COVID-19 ICU beds in Arkansas now full; smaller hospitals struggling
MAGNOLIA, Ark. (KSLA) - COVID-19 vaccination rates appear to be increasing now that the FDA has given full approval for the Pfizer vaccine, but the negative effects of the virus continue to plague Arkansas hospitals.
“We have days of struggle, but we take one day at a time, actually, one hour at a time,” said Stephanie Schmittou, chief nursing officer at Magnolia Regional Medical Center.
Arkansas healthcare providers are working around the clock taking care of COVID-19 patients and recently received some news from Governor Asa Hutchinson that they were expecting, but did not want to hear.
“Everybody should know the strain on our hospitals because of the increased number of COVID patients, those beds are full right now,” the governor said during his weekly COVID-19 briefing on Tuesday, Aug. 24.
Hospital leaders at Magnolia Regional Medical Center in Columbia County say a nursing shortage, which was present before the pandemic, is adding to the ICU bed problem.
“So we are seeing a possible visible bed that may be open, but there is not enough staff to care for those patients,” said Schmittou.

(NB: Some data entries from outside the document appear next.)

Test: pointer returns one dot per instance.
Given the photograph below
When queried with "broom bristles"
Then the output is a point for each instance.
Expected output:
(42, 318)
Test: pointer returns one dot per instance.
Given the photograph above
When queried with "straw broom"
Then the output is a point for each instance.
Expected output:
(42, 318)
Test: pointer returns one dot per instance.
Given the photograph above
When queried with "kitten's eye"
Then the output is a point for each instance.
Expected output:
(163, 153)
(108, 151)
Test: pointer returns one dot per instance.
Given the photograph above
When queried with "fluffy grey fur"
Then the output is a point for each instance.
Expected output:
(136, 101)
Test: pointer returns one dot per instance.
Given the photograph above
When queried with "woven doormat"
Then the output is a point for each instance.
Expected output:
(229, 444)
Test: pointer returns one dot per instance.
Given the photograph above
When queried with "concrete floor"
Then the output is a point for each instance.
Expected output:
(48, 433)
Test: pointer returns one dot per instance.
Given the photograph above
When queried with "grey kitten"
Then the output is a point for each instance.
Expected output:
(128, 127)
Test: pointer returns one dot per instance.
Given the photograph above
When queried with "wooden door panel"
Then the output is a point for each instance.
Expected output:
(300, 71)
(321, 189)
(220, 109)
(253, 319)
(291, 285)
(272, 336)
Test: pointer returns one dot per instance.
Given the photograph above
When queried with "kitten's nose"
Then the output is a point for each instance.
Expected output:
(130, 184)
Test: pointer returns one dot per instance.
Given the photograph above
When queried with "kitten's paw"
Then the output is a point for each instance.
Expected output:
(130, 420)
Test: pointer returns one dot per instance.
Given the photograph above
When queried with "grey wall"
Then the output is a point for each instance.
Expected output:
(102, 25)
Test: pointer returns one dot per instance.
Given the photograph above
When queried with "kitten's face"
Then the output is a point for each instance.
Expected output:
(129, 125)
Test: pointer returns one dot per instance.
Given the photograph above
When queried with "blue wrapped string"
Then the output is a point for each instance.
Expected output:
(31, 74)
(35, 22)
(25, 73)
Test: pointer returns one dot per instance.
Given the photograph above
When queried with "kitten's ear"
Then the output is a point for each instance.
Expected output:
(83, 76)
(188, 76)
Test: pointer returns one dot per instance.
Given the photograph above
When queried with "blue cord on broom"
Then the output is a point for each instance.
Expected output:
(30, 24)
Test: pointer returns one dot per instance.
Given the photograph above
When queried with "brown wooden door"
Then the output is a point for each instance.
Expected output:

Schmittou says they’re making adjustments to treat COVID-19 patients who enter their facility.
“We have actually diverted one of our units to extend staff from that unit to other areas to help fill in the void of the staffing need,” she said.
The lack of ICU beds is also effecting medical care for non-COVID patients, especially in small hospitals like Magnolia Regional.
“Our ER is seeing patients and holding patients longer than normal because the need to transfer to a higher level of care is very difficult at this time because there are no beds available in the state,” said Schmittou.
Governor Hutchinson says the average age of those currently hospitalized for COVID-19 in Arkansas is 55, which he says emphasizes the need to get vaccinated.